Verify the signature and load the module
Here's how to confirm the module carries a valid signature.
# Check the module metadata for the signer field
modinfo /lib/modules/$(uname -r)/kernel/drivers/my_module.ko | grep signer
The output should show signer: Fedora MOK and a valid signature hash. If the signer field is missing, the signing step failed. Check the kmodsign output for errors.
Load the module and check the kernel log.
# Load the module and check for errors
sudo modprobe my_module
dmesg | tail -n 5
If the module loads successfully, dmesg will show no errors related to signatures. If you see loading module with no signature is not allowed, the signature is missing or invalid. If you see key was rejected by service, the MOK was not enrolled correctly.
Sign the module before loading it. The kernel checks the signature at load time. A module loaded without a signature will be rejected, even if you sign it afterward.
Common pitfalls and error messages
You will encounter specific errors if the process goes wrong. Recognizing these messages saves time.
If you see modprobe: ERROR: could not insert 'my_module': Operation not permitted, check dmesg. The kernel log will contain my_module: loading module with no signature is not allowed. This means the module is unsigned or the signature is invalid. Re-run kmodsign and verify the paths.
If you see key was rejected by service, the MOK is not enrolled in the firmware. You likely skipped the blue screen or entered the wrong password. Reboot and ensure you complete the enrollment in the MOK manager.

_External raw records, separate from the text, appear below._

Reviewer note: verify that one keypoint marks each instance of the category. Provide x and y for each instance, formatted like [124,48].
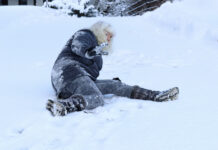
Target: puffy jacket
[72,62]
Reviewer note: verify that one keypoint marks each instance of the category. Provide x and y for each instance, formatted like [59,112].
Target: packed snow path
[176,45]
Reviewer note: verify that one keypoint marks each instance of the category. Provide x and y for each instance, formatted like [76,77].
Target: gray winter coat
[72,62]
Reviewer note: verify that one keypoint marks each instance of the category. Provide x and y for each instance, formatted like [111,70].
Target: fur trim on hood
[99,29]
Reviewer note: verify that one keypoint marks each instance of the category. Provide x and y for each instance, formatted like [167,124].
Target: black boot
[144,94]
[65,106]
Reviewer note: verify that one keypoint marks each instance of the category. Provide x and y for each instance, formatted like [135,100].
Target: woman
[75,72]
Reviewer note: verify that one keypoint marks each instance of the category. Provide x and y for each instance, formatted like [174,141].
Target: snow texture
[176,45]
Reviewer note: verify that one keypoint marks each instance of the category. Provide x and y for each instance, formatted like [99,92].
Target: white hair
[99,29]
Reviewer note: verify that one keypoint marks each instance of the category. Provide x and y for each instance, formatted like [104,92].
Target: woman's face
[109,36]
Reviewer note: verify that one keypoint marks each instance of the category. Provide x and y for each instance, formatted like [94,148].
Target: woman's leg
[135,92]
[115,87]
[81,94]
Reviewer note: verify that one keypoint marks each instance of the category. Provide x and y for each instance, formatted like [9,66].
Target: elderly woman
[74,74]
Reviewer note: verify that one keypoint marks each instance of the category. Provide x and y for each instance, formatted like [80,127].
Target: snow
[176,45]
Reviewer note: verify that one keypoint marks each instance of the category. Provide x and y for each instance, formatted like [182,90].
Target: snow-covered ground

Kernel updates break signatures. When you run dnf upgrade, a new kernel is installed. The module directory changes. Your signed module remains in the old kernel tree. The new kernel loads the unsigned module from the new tree and rejects it. You must re-sign the module after every kernel update.

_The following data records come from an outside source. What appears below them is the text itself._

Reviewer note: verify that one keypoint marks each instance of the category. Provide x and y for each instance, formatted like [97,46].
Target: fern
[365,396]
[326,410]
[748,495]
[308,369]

If you use akmods to build modules, the workflow is different. akmods can integrate with mokutil to sign modules automatically. If you are using akmods, check the akmods configuration for signing options. Manual kmodsign is for custom modules or local patches.
Lose the MOK password and you are stuck. There is no recovery mechanism. You must disable Secure Boot, clear the MOKs, and regenerate the keys. Store the password in a password manager.
When to use this approach
Use Secure Boot when you want firmware-level protection against rootkits and bootkits. Disable Secure Boot when you are running hardware that requires unsigned drivers and you cannot sign them reliably. Use akmods when you are installing proprietary drivers like NVIDIA or VirtualBox that support automated signing. Use manual kmodsign when you are compiling a custom module from source or maintaining a local patch set.
Trust the package manager for standard drivers. Manual signing is for edge cases. If a driver is available in the Fedora repositories or a trusted COPR, install it via dnf. The package maintainer handles signing and updates.